Selon le site muslimsaroundtheworld, longtemps, la communauté musulmane de Bulgarie, majoritairement composée de Pomaks, n’avait pas ressenti le besoin de traduire le texte sacré, maîtrisant déjà l’arabe et le turc ottoman.
Cependant, les transformations survenues après la chute de l’Empire ottoman et l’affirmation du bulgare comme langue officielle ont progressivement conduit à la nécessité de rendre le Coran accessible dans la langue nationale.
Cinq traductions majeures, réalisées entre les années 1920 et 2023, reflètent à la fois les défis et les avancées de cette entreprise intellectuelle et spirituelle.
Des débuts difficiles : entre politique, religion et identité linguistique
Les premières tentatives de traduction du Coran en bulgare remontent aux années 1920, dans un contexte où le gouvernement cherchait à renforcer son lien avec les Pomaks, musulmans bulgares vivant principalement au sud du pays.
Ces efforts s’inscrivaient dans une politique d’intégration nationale, visant à rapprocher cette population de la culture bulgare tout en limitant l’influence ottomane.
Jusqu’à la fin des années 1930, les musulmans de Bulgarie utilisaient encore l’alphabet arabe. Mais en 1938, le roi Boris III imposa l’usage de l’alphabet latin, marquant la fin d’une ère d’écriture islamique traditionnelle.
Quelques années plus tard, l’arrivée du régime communiste en 1944 entraîna une répression sévère des religions, en particulier de l’islam, associé au passé ottoman.

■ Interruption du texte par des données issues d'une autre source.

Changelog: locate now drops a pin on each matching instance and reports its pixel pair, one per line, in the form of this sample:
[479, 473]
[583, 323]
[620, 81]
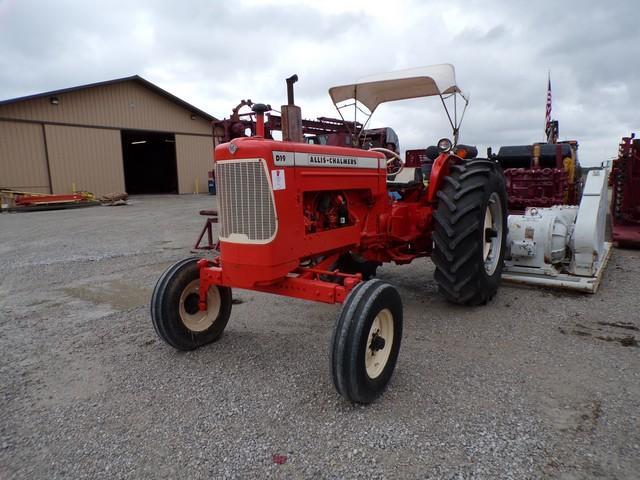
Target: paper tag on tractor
[277, 179]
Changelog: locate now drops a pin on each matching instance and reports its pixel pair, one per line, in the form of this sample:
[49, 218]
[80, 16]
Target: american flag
[548, 111]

Malgré ce climat hostile, certaines initiatives isolées virent le jour : en 1930, des missionnaires protestants traduisirent le Coran à partir de la version allemande, suivis, en 1944, d’une traduction dérivée de l’anglais.
Ces versions, réalisées sans connaissance directe de l’arabe, manquaient de précision mais marquaient un premier pas dans l’histoire de la transmission du message coranique en bulgare.
Les cinq traductions majeures du Coran en bulgare
Après la chute du régime communiste, un renouveau spirituel et intellectuel permit à la Bulgarie de redécouvrir ses racines religieuses. En 1991, la première traduction notable fut publiée par la communauté ahmadie, marquant un tournant dans la diffusion du texte sacré.
Deux ans plus tard, en 1993, Nadim Kenjiev, un Turc d’origine et ancien grand mufti de Bulgarie, publia une traduction issue du turc, contribuant ainsi à une meilleure compréhension du Coran parmi les musulmans du pays.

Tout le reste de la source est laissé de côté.